Op en in de gronden als bedoeld in lid 6.1 mogen uitsluitend worden gebouwd:

6.2.1 Woningen

Woningen moeten voldoen aan de volgende kenmerken:

  • a. woningen moeten gebouwd worden binnen de bouwvlakken;
  • b. ter plaatse van de aanduiding 'aaneengebouwd' en 'twee-aaneen' mogen woningen uitsluitend worden gebouwd in die hoedanigheid;
  • c. binnen een bouwvlak bedraagt de minimum afstand tussen twee niet aaneengebouwde woningen van elk van de woningen tot de onderlinge zijdelingse perceelsgrens 1,0 m;
  • d. de maximum goot- en bouwhoogte van woningen bedragen niet meer dan ter plaatse van de aanduiding 'maximum goothoogte (m), maximum bouwhoogte (m)' is aangegeven.

6.2.2 Bijbehorende bouwwerken

Bijbehorende bouwwerken moeten voldoen aan de volgende kenmerken:

  • a. de gezamenlijke oppervlakte (inclusief overkappingen) mag niet meer dan 50 % bedragen van de oppervlakte van de bij de woning behorende gronden buiten het bouwvlak;
  • b. onverminderd het bepaalde onder a bedraagt de gezamenlijke maximum oppervlakte van vergunningplichtige bijbehorende bouwwerken (exclusief overkappingen) buiten het bouwvlak bij elke woning:
    • 1. 60 m² bij percelen met een oppervlakte tot 1.000 m²;
    • 2. 100 m² bij percelen met een oppervlakte vanaf 1.000 m².
  • c. de maximum goothoogte bedraagt 3,25 m tenzij:
    • 1. op de verbeelding anders is bepaald in welk geval de goothoogte niet hoger mag zijn dan ter plaatse van de aanduiding 'maximum goothoogte (m), maximum bouwhoogte (m)' is aangegeven;
  • d. de maximum bouwhoogte bedraagt 5,0 m tenzij:
    • 1. op de verbeelding anders is bepaald in welk geval de bouwhoogte niet hoger mag zijn dan ter plaatse van de aanduiding 'maximum goothoogte (m), maximum bouwhoogte (m)' is aangegeven;
    • 2. op het zijerf van de naar de weg gekeerde zijgevel van een woning wordt gebouwd in welk geval de maximum bouwhoogte 3,25 m bedraagt.

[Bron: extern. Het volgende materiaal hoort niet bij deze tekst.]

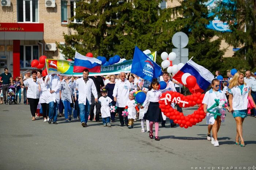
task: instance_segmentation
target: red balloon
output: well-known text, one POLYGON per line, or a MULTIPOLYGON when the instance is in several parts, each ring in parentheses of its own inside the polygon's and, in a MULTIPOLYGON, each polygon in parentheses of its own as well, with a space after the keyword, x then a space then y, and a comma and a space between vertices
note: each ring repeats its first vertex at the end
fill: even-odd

6.2.3 Bouwwerken, geen gebouwen zijnde

Bouwwerken geen gebouw zijnde moeten voldoen aan de volgende kenmerken:

  • a. moeten gebouwd worden in danwel achter (het verlengde) van de voorgevel van de woning;
  • b. de maximum bouwhoogte van bouwwerken, geen gebouw zijnde, bedraagt 2,0 m, met dien verstande dat de maximum bouwhoogte van een vlaggenmast 6,0 m bedraagt, de maximum bouwhoogte van een pergola 3,0 m en de maximum bouwhoogte van een geluidafschermende voorziening 2,5 m;
  • c. de maximum bouwhoogte van erf- of perceelsafscheiding gelegen voor (het verlengde van) de voorgevel bedraagt 1,0 m.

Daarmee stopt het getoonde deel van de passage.